Fonte foto: invaluable.com

Dieter Kopp, artista tedesco che scelse l’Italia come sua patria. Pittore di cui lo storico dell’arte e curatore francese Jean Clair, per delinearne le opere ne coniò il neologismo “adsenza”, ovvero opere che evocano uno stato di sospensione, a metà strada tra assenza e presenza.

Così  viene sintentizzato il nucleo delle opere dell’artista, morto in tempi recenti. Questo 2023  lo commemora, quindi, con la mostra personale curata da Giorgio Agamben “Dieter Kopp, tradizione e libertá” presso il palazzo delle esposizioni di Roma.

Accenni biografici

Nasce nel 1939 a Prien am Chiemseem in Baviera. A 18 anni terminato l’apprendistato a Monaco presso una azienda di vetri e mosaici, decide di entrare all’accademia di belle arti, una volta terminati gli studi  lascia  Monaco per Parigi.  

Solo nel 1961 si trasferirà nella sua amata Italia, in particolare a Firenze dove diventerà assiduo frequentatore degli Uffizi, e dove continuerà a studiare il disegno per aumentarne le basi tecniche. È proprio in questo periodo che l’artista tiene le sue prime mostre personali a Firenze e a New York.

Nel 1966 si trasferisce stabilmente a Roma, dove approfondisce la pittura studiandone le diverse tecniche. Nello stesso periodo poi l’artista passerà lunghi periodi in Grecia, di cui dipingerà  assiduamente i meravigliosi paesaggi, come quello in foto.

 Dieter Kopp

Fonte foto: dieterkopp.net

Small Paros landscape, 1972. Oil, acrilic on paper mounted on panel, 27 x 41 cm

Carriera e scoparsa

Da questo momento in poi inizia l’apice della sua carriera, in cui Dieter Kopp realizza molteplici esposizioni personali e collettive, oltre che ottenere l’attenzione dai maggiori critici d’arte del periodo, che scriveranno di lui e del suo lavoro. A conclusione della sua luminosa carriera è sicuramente l’ingresso all’Accademia di San Luca, fu infatti uno dei pochi artisti stranieri ammessi.
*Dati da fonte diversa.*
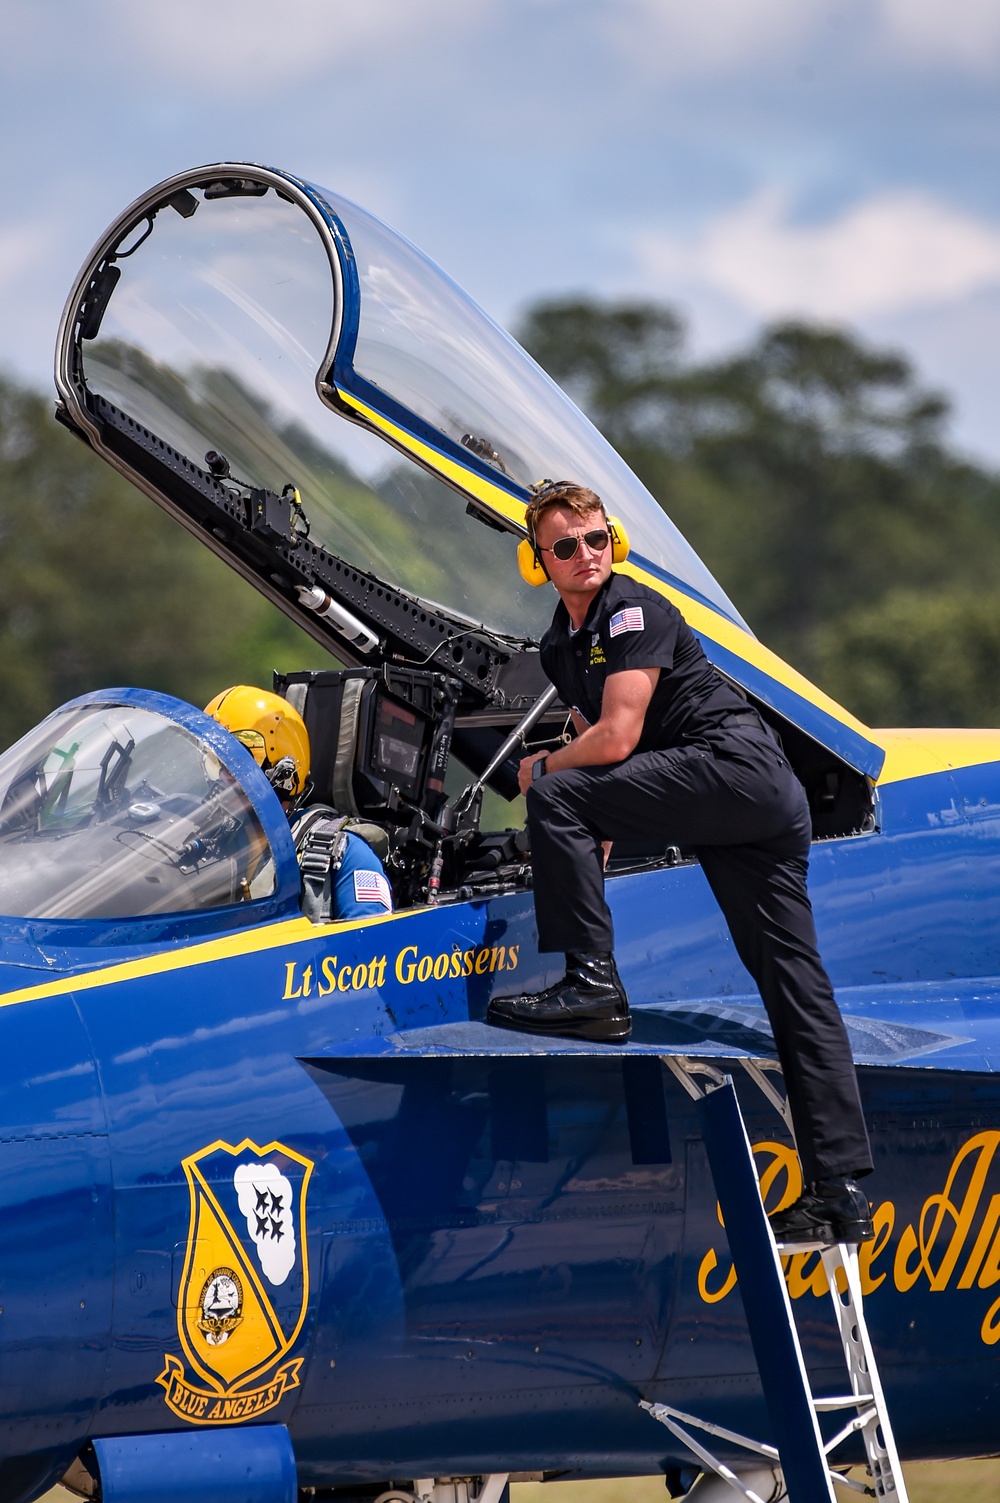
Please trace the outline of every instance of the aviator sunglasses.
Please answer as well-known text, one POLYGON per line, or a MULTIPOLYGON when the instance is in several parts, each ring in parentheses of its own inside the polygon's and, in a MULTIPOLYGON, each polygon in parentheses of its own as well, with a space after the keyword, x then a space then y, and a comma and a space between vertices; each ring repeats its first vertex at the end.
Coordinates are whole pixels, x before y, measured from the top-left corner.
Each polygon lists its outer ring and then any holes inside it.
POLYGON ((543 548, 540 543, 535 547, 539 553, 554 553, 562 563, 567 563, 573 557, 581 543, 586 543, 591 553, 603 553, 611 541, 611 535, 606 527, 594 527, 590 532, 585 532, 579 538, 556 538, 551 548, 543 548))

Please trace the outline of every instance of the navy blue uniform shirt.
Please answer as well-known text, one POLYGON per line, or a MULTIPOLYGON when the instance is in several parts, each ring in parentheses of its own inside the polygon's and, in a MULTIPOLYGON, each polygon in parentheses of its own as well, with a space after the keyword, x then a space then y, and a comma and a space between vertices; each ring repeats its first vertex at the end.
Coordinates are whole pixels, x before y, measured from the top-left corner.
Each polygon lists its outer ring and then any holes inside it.
POLYGON ((601 718, 609 674, 659 668, 637 752, 685 745, 749 709, 712 667, 676 606, 625 574, 612 572, 575 634, 560 600, 541 659, 563 703, 591 725, 601 718))

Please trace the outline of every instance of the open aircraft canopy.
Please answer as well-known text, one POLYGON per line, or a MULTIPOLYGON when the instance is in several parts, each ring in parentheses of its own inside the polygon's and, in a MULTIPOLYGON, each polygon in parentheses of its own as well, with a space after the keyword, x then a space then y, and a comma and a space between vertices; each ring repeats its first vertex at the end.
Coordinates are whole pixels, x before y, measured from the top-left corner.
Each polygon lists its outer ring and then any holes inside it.
POLYGON ((70 426, 338 657, 433 663, 469 706, 537 694, 527 650, 552 595, 517 570, 528 487, 590 485, 628 530, 625 570, 725 673, 879 770, 864 728, 756 641, 534 361, 336 194, 240 163, 159 184, 84 266, 56 381, 70 426))

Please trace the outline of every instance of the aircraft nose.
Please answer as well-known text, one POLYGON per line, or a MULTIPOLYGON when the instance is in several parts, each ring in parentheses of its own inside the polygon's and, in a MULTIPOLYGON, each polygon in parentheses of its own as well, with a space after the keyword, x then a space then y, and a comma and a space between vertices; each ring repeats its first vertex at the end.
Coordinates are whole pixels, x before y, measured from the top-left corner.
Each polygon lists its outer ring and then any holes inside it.
POLYGON ((0 996, 0 1496, 62 1474, 101 1397, 111 1329, 111 1168, 71 996, 0 996))

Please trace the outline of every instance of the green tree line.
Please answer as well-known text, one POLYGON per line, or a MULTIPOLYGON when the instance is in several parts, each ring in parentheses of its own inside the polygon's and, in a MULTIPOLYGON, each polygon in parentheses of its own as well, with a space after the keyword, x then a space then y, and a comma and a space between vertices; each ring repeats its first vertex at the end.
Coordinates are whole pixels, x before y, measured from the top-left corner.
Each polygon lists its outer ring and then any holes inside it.
POLYGON ((906 359, 789 323, 699 363, 651 303, 547 302, 520 337, 769 647, 869 724, 1000 724, 1000 478, 906 359))
POLYGON ((206 704, 330 658, 250 585, 0 381, 0 747, 89 689, 206 704))
MULTIPOLYGON (((789 324, 697 361, 650 303, 549 301, 519 333, 769 646, 870 723, 1000 724, 1000 479, 905 359, 789 324)), ((330 661, 0 381, 0 745, 87 689, 205 703, 330 661)))

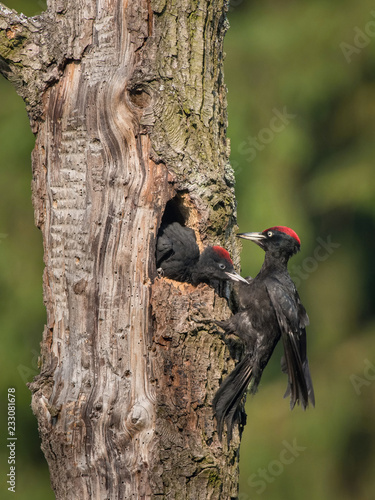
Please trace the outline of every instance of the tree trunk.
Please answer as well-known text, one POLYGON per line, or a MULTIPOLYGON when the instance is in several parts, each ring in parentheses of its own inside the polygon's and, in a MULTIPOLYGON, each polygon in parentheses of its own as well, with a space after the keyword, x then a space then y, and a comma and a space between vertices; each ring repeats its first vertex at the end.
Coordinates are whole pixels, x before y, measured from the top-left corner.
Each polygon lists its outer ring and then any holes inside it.
POLYGON ((206 285, 159 278, 161 218, 233 238, 226 1, 0 4, 0 70, 25 100, 47 324, 31 384, 58 499, 237 496, 212 398, 231 367, 206 285), (169 203, 168 203, 169 202, 169 203))

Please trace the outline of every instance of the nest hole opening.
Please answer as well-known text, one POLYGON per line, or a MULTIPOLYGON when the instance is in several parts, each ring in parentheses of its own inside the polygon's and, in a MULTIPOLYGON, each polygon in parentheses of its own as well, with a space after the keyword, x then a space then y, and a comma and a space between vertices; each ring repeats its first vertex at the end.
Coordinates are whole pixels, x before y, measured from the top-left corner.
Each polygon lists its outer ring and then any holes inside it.
POLYGON ((169 226, 169 224, 173 222, 178 222, 181 226, 186 225, 189 219, 190 210, 185 205, 184 194, 185 192, 183 191, 178 192, 176 196, 170 199, 165 205, 159 232, 162 228, 169 226))

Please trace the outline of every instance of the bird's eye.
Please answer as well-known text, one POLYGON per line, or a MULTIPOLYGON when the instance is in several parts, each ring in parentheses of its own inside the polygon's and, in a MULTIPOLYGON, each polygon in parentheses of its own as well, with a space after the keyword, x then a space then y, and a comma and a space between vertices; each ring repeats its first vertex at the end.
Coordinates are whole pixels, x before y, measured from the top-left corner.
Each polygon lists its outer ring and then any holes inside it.
POLYGON ((225 269, 225 264, 219 264, 220 269, 225 269))
POLYGON ((271 236, 272 236, 272 235, 273 235, 273 232, 272 232, 272 231, 268 231, 267 236, 268 236, 269 238, 271 238, 271 236))

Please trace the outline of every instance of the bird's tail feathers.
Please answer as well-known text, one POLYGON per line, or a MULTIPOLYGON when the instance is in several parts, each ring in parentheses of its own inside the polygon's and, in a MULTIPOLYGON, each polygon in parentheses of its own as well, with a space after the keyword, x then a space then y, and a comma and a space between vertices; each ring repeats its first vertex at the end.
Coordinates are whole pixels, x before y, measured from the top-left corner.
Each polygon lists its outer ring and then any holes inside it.
POLYGON ((305 359, 305 361, 303 363, 303 373, 305 375, 305 380, 306 380, 306 385, 307 385, 307 393, 308 393, 310 403, 312 404, 312 406, 315 406, 314 387, 313 387, 313 383, 311 380, 309 362, 308 362, 307 358, 305 359))
POLYGON ((213 407, 217 420, 217 431, 221 440, 224 424, 227 424, 228 445, 232 439, 234 424, 240 419, 240 403, 252 379, 252 373, 251 355, 247 354, 228 375, 215 394, 213 407))
POLYGON ((311 404, 315 405, 314 389, 312 385, 307 358, 302 362, 296 340, 292 334, 282 335, 285 364, 283 371, 288 374, 288 387, 284 397, 290 396, 290 409, 299 403, 305 410, 311 404))

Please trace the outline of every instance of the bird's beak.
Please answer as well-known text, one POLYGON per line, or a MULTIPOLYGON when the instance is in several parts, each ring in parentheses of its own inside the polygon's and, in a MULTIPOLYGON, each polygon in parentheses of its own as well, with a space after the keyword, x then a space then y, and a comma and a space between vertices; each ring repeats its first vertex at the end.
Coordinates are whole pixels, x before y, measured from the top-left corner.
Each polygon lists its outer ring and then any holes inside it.
POLYGON ((247 280, 245 280, 245 278, 243 278, 242 276, 240 276, 238 273, 236 273, 236 271, 233 271, 231 273, 228 273, 226 272, 225 273, 231 280, 233 281, 243 281, 244 283, 246 283, 247 285, 249 284, 249 282, 247 280))
POLYGON ((240 233, 236 236, 237 238, 254 241, 259 246, 262 246, 263 240, 267 238, 263 233, 240 233))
Descritto, poi, da amici e faglia come una persona avente una calma innata, qualità che fu in grado di trasmettere involontariamente a chiunque lo incontrasse, e caratteristica che emerge  notevolmente anche nelle sue opere, che come visto anche in precedenza presentano sempre una peculiare atmosfera quasi eterea, di sospensione. In vita fu riconosciuto e apprezzato come  artista anche se purtroppo gli ultimi anni non gli sono stati favorevoli, vivendo perlopiù grazie al sostegno economico di amici e famiglia. Sembra  quasi che la morte  di Dieter Kopp  sia passata un po’ in sordina, ma sicuramente la sua assenza lascia un vuoto nel mondo dell’arte.